Despite a decade of campaigning, the fashion industry is still the least ethical of all retail sectors in Britain. Many clothing companies are falling way short when it comes to ethical and environmental responsibility, while workers' rights frequently feature low down on their agenda, if at all.
Consumers need to increasingly ask whether manufacturers use harmful chemicals or GM cotton in their garments, as well as consider the detrimental impact manufacturing may have on animal welfare. Recent campaigns have proven that it is possible to make companies change their unethical practices and that retailers do respond to consumer demands and bow to external pressure.
What is needed is a constant public reminder that cheap, unethical clothes are no longer the trend and that people want garments that are free of any hidden human and environmental cost.
Here are five campaigns you can get involved in to help clean up high street fashion:
Cheap clothes come at a high price. Join the Clean Clothes Campaign in sending a message to bargain basement retailers demanding a living wage for their workers.
Sign the Cotton Campaign petition to put an end to forced child labour and primitive living conditions in the cotton fields of Uzbekistan.
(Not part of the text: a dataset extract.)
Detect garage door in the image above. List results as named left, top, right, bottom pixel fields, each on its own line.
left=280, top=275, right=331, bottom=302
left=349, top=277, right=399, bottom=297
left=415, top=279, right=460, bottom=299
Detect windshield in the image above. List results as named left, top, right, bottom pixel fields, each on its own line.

Join the Love Fashion Hate Sweatshops campaign to get the issue of sweatshops on the parliamentary agenda by writing to your MP.
Pressure luxury retailers to ban the practice of sandblasting their denim, which is killing workers at their factories in Turkey.
The production of one gold ring leaves 20 tonnes of mine waste. Sign the No Dirty Gold pledge to end destructive gold mining practices which are harming the environment, local communities and the workers who mine it.